Si pensi a Fabrica di Roma incardinata e parte dello stato di Castro e Ronciglione,con vicende diverse da Civita Castellana, ma che oggi ha nel suo territorio la gran parte dell’attività produttiva del distretto ceramico senza neppure sentirsi amministrativamente questo ruolo e responsabilità.
Ho voluto premettere questa nota perché vedo una università popolare possibile e necessaria solo per l’intero territorio, ma questa deve essere in grado di dare risposte ed illuminare i suoi angoli diversi.
Uno sguardo al territorio
Non è il luogo per sciorinare cifre ma dei macro fenomeni non possono non essere richiamati: abbiamo, ad esempio, comuni con un saldo demografico positivo (Nepi) e comuni con saldo negativo. Comuni come Nepi, Monterosi sentono una presenza forte della capitale, un crescente numero di persone che vengono a trascorrere nella nostra area il tempo non lavorativo e si stabiliscono in centri residenziali. La scelta del nostro territorio non è solo dovuta ad una più forte considerazione della qualità della vita, spesso è una scelta forzata da situazioni familiari che non consentono più di sopportare i costi quotidiani di Roma, o un punto di arrivo dell’immigrazione comunitaria e extracomunitaria. Altri comuni rimangono meno coinvolti da questi flussi demografici e hanno un saldo demografico negativo.

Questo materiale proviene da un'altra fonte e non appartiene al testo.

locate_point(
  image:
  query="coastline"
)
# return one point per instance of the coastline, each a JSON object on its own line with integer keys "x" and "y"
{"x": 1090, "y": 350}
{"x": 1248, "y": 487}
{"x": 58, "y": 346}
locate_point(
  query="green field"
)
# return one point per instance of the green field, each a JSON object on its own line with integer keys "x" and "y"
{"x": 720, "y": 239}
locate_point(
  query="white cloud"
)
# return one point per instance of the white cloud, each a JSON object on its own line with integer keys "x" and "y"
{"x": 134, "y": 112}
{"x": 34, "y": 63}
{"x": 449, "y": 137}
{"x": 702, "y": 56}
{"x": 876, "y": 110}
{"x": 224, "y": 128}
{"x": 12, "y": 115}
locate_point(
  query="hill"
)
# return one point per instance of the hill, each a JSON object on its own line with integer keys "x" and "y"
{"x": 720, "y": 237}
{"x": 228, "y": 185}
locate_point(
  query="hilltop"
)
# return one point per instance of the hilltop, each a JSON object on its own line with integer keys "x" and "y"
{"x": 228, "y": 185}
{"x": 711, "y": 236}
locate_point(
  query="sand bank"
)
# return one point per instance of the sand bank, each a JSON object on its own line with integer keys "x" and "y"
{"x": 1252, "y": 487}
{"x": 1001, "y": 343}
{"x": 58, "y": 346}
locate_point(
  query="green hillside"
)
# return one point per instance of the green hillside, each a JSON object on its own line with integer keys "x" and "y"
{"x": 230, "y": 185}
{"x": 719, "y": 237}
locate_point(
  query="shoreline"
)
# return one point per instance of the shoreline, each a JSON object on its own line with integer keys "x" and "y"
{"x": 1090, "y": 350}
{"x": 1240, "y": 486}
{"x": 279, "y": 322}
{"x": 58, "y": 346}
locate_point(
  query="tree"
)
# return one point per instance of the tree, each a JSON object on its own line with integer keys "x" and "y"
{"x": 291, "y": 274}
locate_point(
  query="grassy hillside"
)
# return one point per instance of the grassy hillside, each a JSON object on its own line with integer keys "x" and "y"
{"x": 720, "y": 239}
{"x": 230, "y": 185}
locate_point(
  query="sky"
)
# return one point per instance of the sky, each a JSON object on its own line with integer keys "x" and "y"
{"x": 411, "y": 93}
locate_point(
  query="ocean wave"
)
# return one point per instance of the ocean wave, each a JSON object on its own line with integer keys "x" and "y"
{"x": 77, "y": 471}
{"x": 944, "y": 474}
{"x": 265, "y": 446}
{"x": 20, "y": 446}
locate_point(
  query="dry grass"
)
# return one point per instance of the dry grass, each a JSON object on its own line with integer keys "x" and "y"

La realtà produttiva è fortemente cambiata nel fatturato, interi settori della ceramica hanno chiuso,mentre in altri è mutato il ciclo produttivo e con esso le competenze richieste per il lavoro.
Le scuole superiori sono ormai tutte presenti nel territorio, ma non sempre generano la vivacità culturale che in questo panorama sarebbe necessaria.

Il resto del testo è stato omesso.